With Carl Elsaesser & Mary Helena Clark

We welcome you to a celebration of filmmaker Carl Elsaesser’s body of work in a night that explores the ineffable difficulty and complexity of representation, of a human portrait. We’ll screen five of Elsaesser’s films as well as interspersed work that has inspired and informed his practice, including Joon soo Ha’s Just (2002) and Chantal Akerman’s The Chamber (1972). What Herb Shellenberger describes in Elsaesser’s work as a  “​​feeling of immersion—the commingling of what’s on screen and the viewer’s immediate environment, a sense of participation and physicality (with)in the work” is readily apparent across this collection of short works that deftly traces at the notion of the human.

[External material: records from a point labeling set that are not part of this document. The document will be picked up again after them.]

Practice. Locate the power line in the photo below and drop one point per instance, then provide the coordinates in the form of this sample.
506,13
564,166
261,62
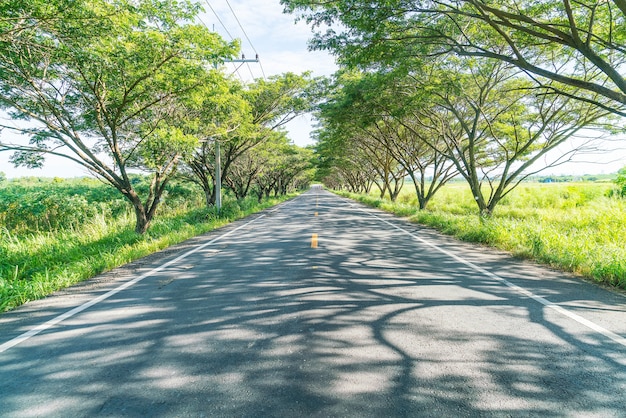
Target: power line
218,19
248,38
232,38
242,29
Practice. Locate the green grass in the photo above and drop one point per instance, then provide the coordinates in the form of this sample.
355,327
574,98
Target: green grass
35,262
575,226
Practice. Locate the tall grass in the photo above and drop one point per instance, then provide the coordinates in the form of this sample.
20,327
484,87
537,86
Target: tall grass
575,226
36,260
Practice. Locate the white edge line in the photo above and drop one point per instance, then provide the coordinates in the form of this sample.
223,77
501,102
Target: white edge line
34,331
595,327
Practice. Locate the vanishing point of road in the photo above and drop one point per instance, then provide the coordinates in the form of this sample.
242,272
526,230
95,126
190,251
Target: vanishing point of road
319,307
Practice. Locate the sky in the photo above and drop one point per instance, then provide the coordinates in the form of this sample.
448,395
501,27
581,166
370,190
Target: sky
280,43
282,46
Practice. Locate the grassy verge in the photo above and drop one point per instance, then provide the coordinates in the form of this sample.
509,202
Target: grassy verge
574,227
34,265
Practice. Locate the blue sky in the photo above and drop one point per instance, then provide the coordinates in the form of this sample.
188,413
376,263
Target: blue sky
282,47
280,43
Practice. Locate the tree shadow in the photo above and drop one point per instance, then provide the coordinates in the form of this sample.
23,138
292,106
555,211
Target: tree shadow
261,324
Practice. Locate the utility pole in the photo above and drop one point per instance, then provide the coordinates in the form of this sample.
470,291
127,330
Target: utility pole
218,155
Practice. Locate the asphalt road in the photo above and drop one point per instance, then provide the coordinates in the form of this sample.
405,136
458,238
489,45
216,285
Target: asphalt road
319,307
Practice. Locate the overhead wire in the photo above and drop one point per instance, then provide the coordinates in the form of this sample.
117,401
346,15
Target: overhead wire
246,36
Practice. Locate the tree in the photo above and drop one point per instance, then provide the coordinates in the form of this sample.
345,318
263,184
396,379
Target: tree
577,46
372,104
245,118
494,126
621,181
107,95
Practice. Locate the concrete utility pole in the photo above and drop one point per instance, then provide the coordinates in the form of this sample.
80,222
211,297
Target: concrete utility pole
218,158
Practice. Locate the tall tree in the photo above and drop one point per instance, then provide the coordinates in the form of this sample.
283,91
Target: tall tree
493,124
575,44
106,95
244,118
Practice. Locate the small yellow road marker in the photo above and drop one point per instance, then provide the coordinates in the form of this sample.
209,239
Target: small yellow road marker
314,241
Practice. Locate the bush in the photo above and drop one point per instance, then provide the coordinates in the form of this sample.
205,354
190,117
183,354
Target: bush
621,182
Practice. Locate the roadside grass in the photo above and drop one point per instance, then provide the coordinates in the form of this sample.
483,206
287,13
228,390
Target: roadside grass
575,227
34,264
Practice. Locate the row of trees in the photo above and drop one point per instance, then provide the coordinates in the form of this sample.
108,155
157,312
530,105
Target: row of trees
135,86
476,88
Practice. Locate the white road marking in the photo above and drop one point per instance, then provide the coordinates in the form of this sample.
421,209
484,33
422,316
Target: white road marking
595,327
34,331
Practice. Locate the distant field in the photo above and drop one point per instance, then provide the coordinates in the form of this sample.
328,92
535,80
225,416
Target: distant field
572,226
54,233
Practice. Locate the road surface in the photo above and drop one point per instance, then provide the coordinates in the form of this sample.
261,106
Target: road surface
319,307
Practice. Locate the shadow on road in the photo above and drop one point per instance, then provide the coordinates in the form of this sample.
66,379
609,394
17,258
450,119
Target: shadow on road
360,326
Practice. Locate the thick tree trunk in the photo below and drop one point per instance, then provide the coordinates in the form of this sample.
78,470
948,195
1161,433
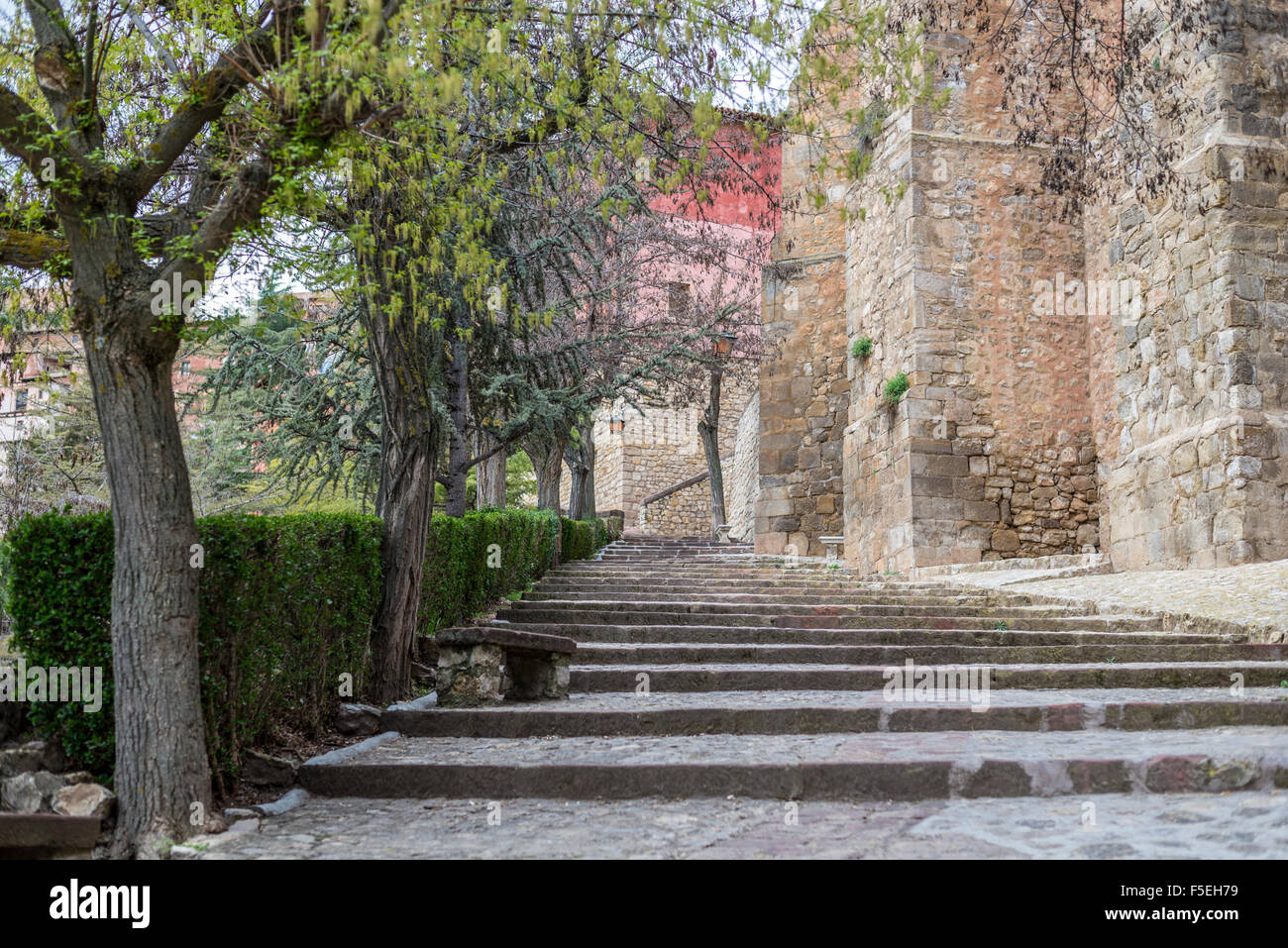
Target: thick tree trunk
708,432
581,467
458,445
410,438
489,473
162,776
548,464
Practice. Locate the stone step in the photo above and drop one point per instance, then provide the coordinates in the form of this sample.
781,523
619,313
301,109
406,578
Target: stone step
679,653
867,766
889,635
735,596
518,613
772,608
48,835
819,712
803,677
635,584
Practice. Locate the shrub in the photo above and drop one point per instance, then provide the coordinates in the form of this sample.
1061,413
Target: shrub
894,389
477,559
286,605
286,608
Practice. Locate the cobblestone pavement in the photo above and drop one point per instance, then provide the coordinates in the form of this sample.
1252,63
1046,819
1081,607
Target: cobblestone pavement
1252,595
1248,742
1099,827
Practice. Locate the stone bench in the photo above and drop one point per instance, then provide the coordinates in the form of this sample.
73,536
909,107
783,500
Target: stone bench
480,665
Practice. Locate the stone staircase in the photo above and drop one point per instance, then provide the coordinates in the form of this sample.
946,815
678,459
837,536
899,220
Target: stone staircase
706,672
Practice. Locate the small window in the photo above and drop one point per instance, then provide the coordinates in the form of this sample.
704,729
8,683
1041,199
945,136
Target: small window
677,300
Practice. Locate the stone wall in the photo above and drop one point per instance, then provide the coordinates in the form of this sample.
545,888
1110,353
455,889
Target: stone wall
991,453
742,476
1189,388
658,449
803,382
686,513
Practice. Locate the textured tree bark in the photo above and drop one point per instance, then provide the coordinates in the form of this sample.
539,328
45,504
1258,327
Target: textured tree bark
548,464
581,467
489,473
162,776
410,438
458,445
708,430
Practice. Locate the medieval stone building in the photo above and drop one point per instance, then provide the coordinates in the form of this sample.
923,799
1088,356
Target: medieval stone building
1112,381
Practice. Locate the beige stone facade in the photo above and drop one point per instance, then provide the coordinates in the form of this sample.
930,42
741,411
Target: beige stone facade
1112,381
657,450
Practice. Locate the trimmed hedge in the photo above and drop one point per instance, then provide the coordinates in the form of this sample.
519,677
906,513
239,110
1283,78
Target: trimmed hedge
477,559
286,607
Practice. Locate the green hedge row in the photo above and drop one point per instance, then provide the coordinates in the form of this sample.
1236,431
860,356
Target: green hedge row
480,558
286,609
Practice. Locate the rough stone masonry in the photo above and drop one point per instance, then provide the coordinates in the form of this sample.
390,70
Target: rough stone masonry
1109,382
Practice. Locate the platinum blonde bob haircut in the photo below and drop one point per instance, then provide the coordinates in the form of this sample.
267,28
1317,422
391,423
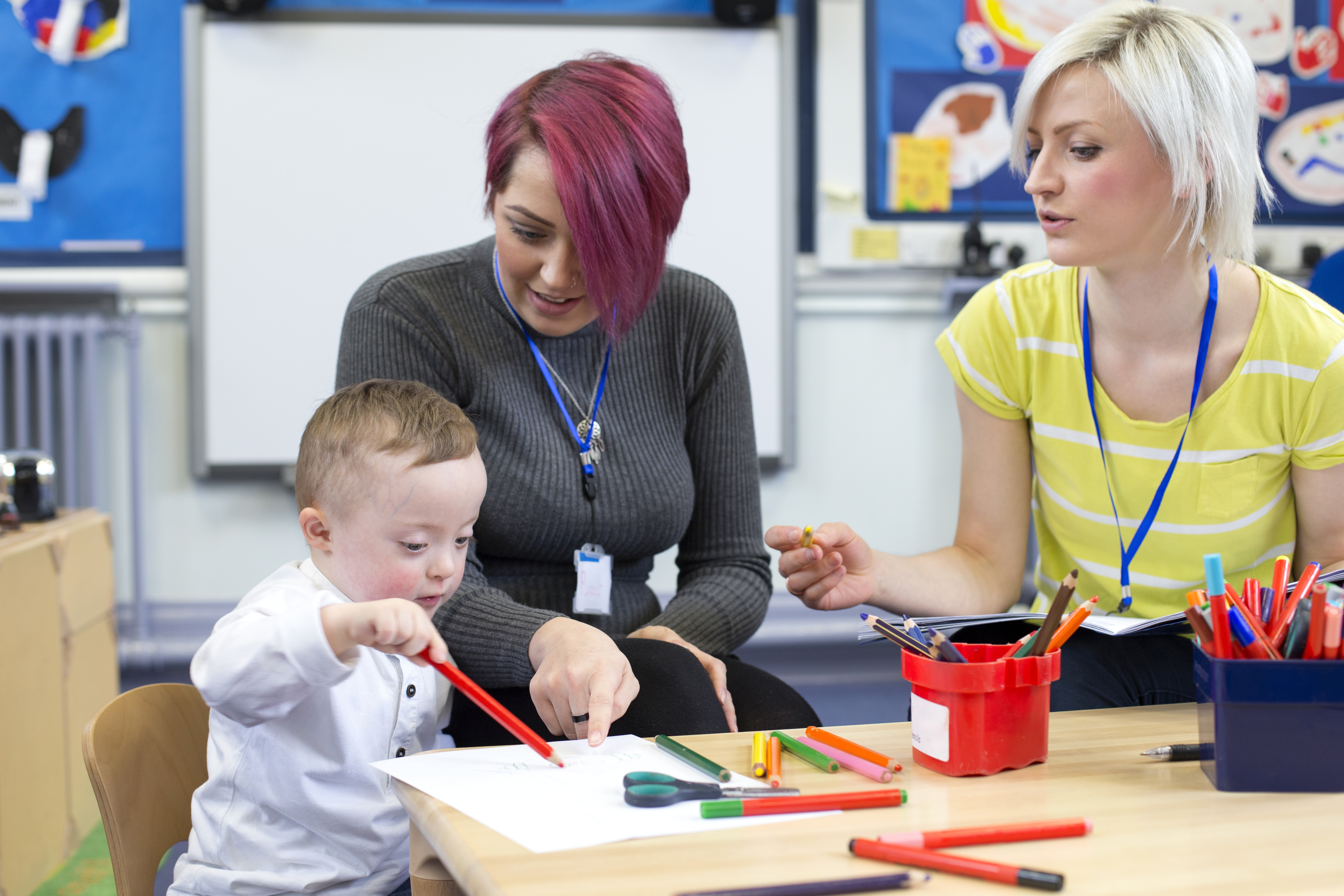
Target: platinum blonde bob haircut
1189,80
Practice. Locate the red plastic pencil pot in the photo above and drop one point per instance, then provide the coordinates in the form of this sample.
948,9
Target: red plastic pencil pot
982,717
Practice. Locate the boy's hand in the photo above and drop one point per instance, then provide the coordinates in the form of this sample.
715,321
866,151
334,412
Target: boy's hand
393,627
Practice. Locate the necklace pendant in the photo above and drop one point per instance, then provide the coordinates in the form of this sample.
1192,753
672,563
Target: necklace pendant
596,448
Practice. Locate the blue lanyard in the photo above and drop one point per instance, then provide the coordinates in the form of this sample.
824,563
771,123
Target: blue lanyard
586,443
1127,555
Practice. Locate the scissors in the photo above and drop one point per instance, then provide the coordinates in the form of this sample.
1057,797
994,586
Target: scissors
648,789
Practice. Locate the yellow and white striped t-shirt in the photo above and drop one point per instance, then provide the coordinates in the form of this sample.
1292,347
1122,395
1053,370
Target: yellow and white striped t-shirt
1017,353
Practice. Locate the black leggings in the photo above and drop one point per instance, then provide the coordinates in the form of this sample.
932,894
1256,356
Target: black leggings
1100,671
675,699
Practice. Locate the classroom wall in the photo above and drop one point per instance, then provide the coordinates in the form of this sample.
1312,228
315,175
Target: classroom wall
878,441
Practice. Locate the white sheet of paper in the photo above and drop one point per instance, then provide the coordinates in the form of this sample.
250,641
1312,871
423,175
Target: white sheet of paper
548,809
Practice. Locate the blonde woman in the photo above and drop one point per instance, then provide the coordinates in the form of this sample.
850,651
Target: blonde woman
1147,374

Leo Goldsmith named Elsaesser’s latest Home When You Return in Senses of Cinema’s 2021 World Poll. 

Elsaesser cites Trinh T. Minh Ha’s fabulously titled essay ‘The Totalizing Quest of Meaning’  when describing this personal quest in his work:

“She describes truth as a fluid modality: always moving, always on the run, and a challenge therefore to be constantly pursued and never found or fixed. It’s a challenge I’ve taken to heart as a practice. Over the course of these 5 films, I set out to trace a body after the person is gone; My hope is that in the same way my latest film (Home When You Return) conflates an amateur filmmaker with my grandmother, these portraits can collapse you into their resonant absence, to provide a space for you to identify not only with the position of filmmaker, but with that of the absent body. That absence is not a ceasing but an ongoing of human modes of touch, connection, and belief.”

Following the program, Elsaesser will be joined by filmmaker / artist Mary Helena Clark for dialogue after who will guide us along through the central inquiries at the heart of this work. 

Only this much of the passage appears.